Annie Sidonie Goossens OBE (19 October 1899 – 15 December 2004) was one of Britain's most enduring harpists. She made her professional debut in 1921, was a founder member of the BBC Symphony Orchestra and went on to play for more than half a century until her retirement in 1981.

She was born in Liscard, Wallasey, Cheshire, a member of the famous Goossens family that had emigrated to Britain from Belgium in the 19th century. Her father and grandfather were both conductors, both called Eugène. Her brother Sir Eugene Goossens made an international conducting career in the mid-20th century and was also a composer. He spent many years working in Australia as the director of the NSW Conservatorium of Music and chief conductor of the Sydney Symphony. Her brother Léon was an eminent oboist and her sister Marie was also a distinguished harpist. In 1916, her brother Adolphe, a gifted French horn player was killed in action.

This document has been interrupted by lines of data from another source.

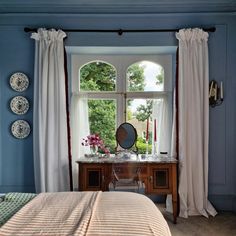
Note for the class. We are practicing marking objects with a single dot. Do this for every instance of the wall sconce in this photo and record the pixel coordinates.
(215, 93)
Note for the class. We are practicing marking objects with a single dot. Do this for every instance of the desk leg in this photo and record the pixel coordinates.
(174, 193)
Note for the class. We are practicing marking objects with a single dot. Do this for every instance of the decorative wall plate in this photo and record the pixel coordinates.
(19, 82)
(19, 105)
(20, 129)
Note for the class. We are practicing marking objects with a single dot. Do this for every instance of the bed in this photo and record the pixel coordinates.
(87, 213)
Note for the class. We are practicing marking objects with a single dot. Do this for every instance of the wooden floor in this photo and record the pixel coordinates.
(223, 224)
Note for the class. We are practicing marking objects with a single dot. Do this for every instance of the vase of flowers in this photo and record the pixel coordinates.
(95, 143)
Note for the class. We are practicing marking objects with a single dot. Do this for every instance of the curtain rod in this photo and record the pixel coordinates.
(120, 31)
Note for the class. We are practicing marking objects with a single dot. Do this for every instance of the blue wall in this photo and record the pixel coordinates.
(17, 54)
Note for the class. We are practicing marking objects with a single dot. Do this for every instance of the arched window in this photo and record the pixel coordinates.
(145, 76)
(124, 88)
(97, 76)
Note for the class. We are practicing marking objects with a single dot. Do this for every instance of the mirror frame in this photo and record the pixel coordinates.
(134, 141)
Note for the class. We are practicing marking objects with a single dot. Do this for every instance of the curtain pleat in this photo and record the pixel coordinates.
(50, 135)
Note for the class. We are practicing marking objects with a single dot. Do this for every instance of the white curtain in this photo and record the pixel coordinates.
(50, 124)
(160, 113)
(79, 130)
(193, 123)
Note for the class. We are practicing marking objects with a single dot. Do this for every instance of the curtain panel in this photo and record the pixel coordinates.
(50, 136)
(193, 112)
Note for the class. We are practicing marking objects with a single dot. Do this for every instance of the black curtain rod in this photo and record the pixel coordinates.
(120, 31)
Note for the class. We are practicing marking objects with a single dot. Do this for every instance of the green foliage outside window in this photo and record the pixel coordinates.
(99, 76)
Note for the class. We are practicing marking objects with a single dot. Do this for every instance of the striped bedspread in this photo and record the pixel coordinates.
(87, 213)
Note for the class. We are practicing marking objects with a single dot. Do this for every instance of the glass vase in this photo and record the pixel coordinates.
(94, 150)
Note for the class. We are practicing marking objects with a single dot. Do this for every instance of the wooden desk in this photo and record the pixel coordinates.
(159, 177)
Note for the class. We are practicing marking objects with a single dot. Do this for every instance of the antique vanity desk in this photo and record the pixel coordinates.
(159, 175)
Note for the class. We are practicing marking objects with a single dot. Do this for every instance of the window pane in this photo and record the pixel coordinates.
(145, 76)
(143, 114)
(102, 120)
(97, 76)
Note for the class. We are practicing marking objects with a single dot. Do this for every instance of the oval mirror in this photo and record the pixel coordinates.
(126, 135)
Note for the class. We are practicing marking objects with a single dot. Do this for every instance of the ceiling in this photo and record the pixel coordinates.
(116, 6)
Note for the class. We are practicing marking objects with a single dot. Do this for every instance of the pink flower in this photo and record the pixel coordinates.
(95, 140)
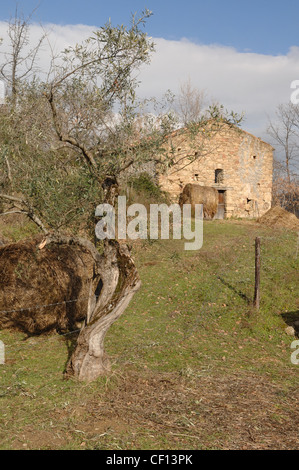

She was honoured with a MBE in 1974, and later an OBE in 1980. She was recommended for a Damehood, but this was allegedly vetoed by Margaret Thatcher, who said: 'We can't give a DBE to an orchestral musician'. She retired officially from the BBC Symphony Orchestra in 1980, the year of the orchestra's Golden Jubilee. Her final performance was in 1991 during the Last Night of the Proms when she accompanied Dame Gwyneth Jones in her own arrangement of "The Last Rose of Summer". There were celebratory concerts for her 100th birthday at London's Wigmore and Royal Festival Halls. She died in Reigate, Surrey, on 15 December 2004 aged 105.